The kiwi rose to 70.67 US cents as at 8am in Wellington, and earlier touched 70.78 cents for the first time since Oct. 19, from 70.46 cents late yesterday. The trade-weighted index rose to 74.07 from 73.96.
The US Conference Board's consumer confidence index fell to 122.1 this month from a revised 128.6 in November, when it reached a 17-month high, helping drive the US dollar index to its lowest level in more than three weeks. The CRB Index of 19 commonly traded commodities rose 0.5 percent to its highest in a month as crude oil and copper gained, helping lift currencies of producers such as Canada and Australia.
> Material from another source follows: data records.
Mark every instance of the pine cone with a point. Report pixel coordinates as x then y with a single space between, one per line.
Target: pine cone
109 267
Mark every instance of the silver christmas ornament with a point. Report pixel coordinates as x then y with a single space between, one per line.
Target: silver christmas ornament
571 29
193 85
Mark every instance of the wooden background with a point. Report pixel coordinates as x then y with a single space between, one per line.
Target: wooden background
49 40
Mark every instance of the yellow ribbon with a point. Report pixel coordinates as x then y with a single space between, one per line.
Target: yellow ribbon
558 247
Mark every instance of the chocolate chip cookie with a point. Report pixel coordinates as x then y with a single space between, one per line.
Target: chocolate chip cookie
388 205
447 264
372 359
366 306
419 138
"US consumer confidence was less than expected and that's led to a broad US dollar selloff," said Stuart Ive, a senior dealer at OMF. "When the US dollar falls, commodity currencies tend to outperform. Oil and copper are supporting the Aussie and the Canadian dollar."
Ive said during the holiday season trading flows in foreign exchange markets are about 20 percent below normal levels. There has been a continuation of softness in the greenback "but that could change dramatically in January as the potential of (US) tax reforms starts taking a grip," he said.
The kiwi fell to 90.87 Australian cents from 91.03 cents late yesterday. It rose to 80.02 yen from 79.78 yen and rose to 4.6331 yuan from 4.6180 yuan. It was little changed at 59.39 euro cents from 59.38 cents and rose to 52.73 British pence from 52.67 pence.